Here, you would have to be twenty-one to drink and that crap. Hopefully I will never drink or smoke or anything at all. In any case, it isn’t a bad thing being independent or not feeling like you are really an adult. It takes time getting used to, I’m sure. Enjoy life as it is now; no need to rush anything whatsoever.
I know what you mean. I’m 17 and when I was younger I always thought that when I was 17-18 I would be all grown up and I would have everything sorted out, but it seens like I’m getting more and more confused, so… And I’m almost even more childish now than I was when I was a kid. That’s kinda weird…

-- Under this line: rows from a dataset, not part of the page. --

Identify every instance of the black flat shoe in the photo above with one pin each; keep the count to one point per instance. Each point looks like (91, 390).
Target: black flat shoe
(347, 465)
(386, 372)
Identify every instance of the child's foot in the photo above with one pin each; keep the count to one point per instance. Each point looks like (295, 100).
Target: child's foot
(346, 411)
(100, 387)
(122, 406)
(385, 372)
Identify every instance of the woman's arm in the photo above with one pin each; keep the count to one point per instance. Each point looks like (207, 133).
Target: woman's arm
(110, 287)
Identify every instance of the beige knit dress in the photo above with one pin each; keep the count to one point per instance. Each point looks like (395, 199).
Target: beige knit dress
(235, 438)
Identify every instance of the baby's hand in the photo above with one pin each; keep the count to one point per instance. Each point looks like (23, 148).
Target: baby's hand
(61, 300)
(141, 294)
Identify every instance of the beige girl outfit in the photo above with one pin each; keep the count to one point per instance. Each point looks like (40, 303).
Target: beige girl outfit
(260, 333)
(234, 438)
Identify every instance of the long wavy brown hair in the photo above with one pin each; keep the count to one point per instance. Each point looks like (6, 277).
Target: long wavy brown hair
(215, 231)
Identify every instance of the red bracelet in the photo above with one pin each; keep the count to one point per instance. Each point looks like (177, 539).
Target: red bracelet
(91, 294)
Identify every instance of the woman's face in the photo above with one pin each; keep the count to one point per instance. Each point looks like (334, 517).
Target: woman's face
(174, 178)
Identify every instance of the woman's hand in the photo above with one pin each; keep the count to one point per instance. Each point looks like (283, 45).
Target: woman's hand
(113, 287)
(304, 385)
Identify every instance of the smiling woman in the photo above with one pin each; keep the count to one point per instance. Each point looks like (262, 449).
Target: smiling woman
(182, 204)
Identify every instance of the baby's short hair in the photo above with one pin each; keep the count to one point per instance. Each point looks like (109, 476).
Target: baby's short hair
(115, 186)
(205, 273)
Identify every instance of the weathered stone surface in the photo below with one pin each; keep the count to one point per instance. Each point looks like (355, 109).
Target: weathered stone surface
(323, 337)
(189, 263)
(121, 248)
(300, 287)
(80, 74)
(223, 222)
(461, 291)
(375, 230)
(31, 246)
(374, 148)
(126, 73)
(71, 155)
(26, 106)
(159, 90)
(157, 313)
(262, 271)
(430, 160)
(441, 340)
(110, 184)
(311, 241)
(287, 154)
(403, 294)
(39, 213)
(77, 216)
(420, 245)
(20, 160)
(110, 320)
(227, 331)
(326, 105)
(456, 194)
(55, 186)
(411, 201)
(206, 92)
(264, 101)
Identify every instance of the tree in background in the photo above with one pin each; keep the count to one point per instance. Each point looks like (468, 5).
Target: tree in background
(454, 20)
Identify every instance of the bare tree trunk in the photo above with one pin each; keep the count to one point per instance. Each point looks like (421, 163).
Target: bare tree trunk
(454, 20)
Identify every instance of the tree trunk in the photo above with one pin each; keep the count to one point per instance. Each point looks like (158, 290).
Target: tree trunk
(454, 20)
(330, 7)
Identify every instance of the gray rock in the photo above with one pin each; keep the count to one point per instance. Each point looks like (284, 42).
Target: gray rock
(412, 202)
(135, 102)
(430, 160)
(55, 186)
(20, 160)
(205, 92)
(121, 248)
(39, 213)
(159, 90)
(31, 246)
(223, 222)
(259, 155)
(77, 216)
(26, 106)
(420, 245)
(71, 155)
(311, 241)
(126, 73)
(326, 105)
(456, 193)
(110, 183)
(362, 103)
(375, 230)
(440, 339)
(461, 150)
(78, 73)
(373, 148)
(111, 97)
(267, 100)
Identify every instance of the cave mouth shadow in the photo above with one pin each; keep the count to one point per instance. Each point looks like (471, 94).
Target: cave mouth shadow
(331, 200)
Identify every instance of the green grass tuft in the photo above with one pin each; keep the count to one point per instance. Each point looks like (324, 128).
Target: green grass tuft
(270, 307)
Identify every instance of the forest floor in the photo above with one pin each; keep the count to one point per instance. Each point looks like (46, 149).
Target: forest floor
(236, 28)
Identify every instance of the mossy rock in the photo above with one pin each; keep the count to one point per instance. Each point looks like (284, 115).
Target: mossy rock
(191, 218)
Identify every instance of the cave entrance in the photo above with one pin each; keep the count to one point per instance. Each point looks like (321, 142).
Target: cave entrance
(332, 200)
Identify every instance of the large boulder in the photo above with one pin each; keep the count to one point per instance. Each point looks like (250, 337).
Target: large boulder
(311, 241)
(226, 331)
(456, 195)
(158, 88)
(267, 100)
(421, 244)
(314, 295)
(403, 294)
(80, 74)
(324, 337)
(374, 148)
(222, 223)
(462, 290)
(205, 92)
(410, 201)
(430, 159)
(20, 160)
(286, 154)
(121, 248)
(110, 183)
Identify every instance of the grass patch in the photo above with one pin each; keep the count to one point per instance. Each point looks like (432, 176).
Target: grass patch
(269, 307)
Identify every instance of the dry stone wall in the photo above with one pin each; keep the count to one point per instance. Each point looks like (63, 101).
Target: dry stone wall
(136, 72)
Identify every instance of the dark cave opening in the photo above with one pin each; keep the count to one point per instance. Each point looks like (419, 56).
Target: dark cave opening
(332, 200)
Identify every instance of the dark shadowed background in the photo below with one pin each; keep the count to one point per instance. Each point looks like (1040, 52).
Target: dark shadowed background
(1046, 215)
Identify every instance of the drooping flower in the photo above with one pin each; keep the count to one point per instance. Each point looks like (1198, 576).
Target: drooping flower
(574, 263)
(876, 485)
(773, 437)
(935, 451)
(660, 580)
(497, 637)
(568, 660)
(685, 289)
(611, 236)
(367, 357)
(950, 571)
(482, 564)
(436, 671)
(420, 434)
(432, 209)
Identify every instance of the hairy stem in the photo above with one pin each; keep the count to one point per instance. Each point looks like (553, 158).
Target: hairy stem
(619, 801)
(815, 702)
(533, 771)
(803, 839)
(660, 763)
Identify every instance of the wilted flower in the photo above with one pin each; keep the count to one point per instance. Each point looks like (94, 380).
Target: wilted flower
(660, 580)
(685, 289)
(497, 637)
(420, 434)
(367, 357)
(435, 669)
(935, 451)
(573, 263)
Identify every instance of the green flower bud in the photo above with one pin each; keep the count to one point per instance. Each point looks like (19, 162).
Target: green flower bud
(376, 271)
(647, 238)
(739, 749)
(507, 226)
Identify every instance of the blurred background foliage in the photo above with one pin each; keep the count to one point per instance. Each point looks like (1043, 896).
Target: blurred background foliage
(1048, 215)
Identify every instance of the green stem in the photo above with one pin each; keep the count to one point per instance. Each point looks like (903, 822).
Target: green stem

Anyway. You have a great site and the layout is gorgeous.
Take care! Hugs
Dearest Kya. 🙂 When you are 18, you get the title that, yes, you are officially an adult. But are our feelings really just as mature inside? Sometimes the title can fool us I guess. Remember, us fellow Britter lovers must stick together in life! 😉 :heart:
It must be strange to be 18. I would be scared. I’m just 16 and thats hard enough! It is cool that you are an adult now, but not cool is some ways. Good luck, lol. :cute:
I love your layout! it’s so dark and mysterious and looks great with all the colours 🙂 and the smilies are so cute!!! :yummy: :blush: 😛 😉 😀 yeh sorry lol. Awesome site! take care :left:
and thanks for the tip on my site. for sure I’ll tell you the new urls of my future sites.
keep on trucking babe! 😛
I’m the same. 🙂 I really think I’m getting sillier and more childish as time goes on.